Manning is in the midst of a wildly erratic stretch. He has alternated victories over the Green Bay Packers and New Orleans Saints in which he compiled seven touchdowns against just two interceptions with losses to the Washington Redskins and Falcons in which he has tossed just one touchdown and two interceptions.

He looked particularly inept last Sunday. He threw for just 161 yards and was intercepted twice by Atlanta's defense.

That inconsistency has given doubters new fodder to question Manning's resume against other multiple Super Bowl-winning quarterbacks, like the New England Patriots' Tom Brady and the Pittsburgh Steelers' Ben Roethlisberger. But Manning said he has avoided the temptation to feel frustrated by his play.

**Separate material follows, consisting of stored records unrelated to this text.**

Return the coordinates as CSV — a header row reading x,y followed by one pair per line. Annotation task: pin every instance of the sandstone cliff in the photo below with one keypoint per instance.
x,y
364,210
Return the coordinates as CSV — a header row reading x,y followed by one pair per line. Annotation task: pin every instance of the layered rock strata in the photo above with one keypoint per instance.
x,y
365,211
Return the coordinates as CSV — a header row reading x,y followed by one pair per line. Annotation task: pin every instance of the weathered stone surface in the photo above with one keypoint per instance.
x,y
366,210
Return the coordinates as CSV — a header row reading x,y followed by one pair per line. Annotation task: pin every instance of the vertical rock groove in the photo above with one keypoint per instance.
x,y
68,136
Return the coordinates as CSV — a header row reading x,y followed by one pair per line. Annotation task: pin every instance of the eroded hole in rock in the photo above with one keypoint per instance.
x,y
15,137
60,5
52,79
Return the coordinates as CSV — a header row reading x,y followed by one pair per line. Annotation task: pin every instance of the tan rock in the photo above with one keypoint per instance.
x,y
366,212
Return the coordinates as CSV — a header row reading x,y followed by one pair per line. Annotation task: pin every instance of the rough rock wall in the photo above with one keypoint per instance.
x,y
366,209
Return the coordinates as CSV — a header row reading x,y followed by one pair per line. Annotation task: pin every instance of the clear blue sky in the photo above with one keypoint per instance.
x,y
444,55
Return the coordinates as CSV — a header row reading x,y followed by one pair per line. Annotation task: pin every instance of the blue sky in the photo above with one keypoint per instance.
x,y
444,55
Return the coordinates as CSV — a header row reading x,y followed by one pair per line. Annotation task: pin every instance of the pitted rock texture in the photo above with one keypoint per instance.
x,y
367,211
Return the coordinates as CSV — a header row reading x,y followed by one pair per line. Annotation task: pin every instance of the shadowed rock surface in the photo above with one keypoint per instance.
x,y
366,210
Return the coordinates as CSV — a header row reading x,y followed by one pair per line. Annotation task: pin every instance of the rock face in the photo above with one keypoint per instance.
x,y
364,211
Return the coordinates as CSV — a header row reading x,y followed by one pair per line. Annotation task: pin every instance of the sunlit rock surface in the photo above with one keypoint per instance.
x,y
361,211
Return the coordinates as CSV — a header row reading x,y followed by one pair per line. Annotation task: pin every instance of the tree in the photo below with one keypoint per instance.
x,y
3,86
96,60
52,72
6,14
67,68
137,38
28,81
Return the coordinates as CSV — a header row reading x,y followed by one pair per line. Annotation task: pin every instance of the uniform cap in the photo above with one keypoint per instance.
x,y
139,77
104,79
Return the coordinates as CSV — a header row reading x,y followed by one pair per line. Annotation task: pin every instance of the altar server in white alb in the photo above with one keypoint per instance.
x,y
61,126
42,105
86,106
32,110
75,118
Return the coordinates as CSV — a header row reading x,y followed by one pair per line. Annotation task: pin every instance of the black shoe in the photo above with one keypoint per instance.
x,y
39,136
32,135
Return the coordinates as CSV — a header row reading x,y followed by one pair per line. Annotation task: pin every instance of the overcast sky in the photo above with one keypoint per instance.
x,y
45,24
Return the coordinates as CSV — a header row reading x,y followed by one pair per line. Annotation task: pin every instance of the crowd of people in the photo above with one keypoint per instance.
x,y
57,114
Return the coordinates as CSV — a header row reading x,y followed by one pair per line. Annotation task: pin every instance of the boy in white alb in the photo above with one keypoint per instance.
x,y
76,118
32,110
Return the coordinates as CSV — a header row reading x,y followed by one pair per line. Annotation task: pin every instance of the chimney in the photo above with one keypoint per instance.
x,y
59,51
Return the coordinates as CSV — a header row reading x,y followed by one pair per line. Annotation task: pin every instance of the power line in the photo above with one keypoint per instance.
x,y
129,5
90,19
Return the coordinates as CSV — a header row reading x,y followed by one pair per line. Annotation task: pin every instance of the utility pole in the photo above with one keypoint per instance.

"It's just football," he said. "Not every game goes as planned. You just have to play to the opportunity that you have and the situations that you're in and try to make the best decision, the best play you can make on every play.

"That's what I am working on, that's what I am trying to do. All you can do is try to learn from the previous game, but really understand what lies ahead of you, what the future is and what you can deal with, what you can worry about and just try to go out there and play your best."

The Ravens have no preconceived notions about which Manning will show up Sunday at M&T Bank Stadium. Cornerback Cary Williams said everything regarding the defense's game plan revolves around Manning, and defensive tackle Haloti Ngata said the Ravens can't expect to unnerve Manning as easily as they have attacked other quarterbacks.

"I think you can do that with a lot of quarterbacks, but with him, he's a veteran quarterback that has won some Super Bowls," Ngata said. "So you just can't bet on those things and think you're going to rattle him and forget that he can get hot again. So you just have to make sure that you play consistent football throughout the whole game or the game can get out of hand."

Statistically, Manning ranks in the middle of the pack in the NFL in completions (294, which is good for 13th), passing touchdowns (20, tied for 15th) and completion percentage (60.4, 18th). But Ravens defensive coordinator Dean Pees said those numbers are just a small glimpse into Manning's impact on a game.

"You look at their routes and the balls that he's thrown that are great passes, and those are the ones that you really look for, and those are the ones that you kind of expect," Pees said.


Coughlin is expecting to see the quarterback who has amassed 23 game-winning drives in the regular season. After all, that's what he is accustomed to witnessing.

"He's spectacular," Coughlin said. "I've enjoyed every second of it — from the time that he was drafted, going through the difficult times that every young quarterback goes through when they are first initiated into the game, and then watching his development and the way he's played in big games.

"A year ago, when we came from behind seven times, and he just put his team on his back and brought our team to victory seven or eight times with two-minute drives at the end. … It's been a very, very unique experience to coach an outstanding player like Eli."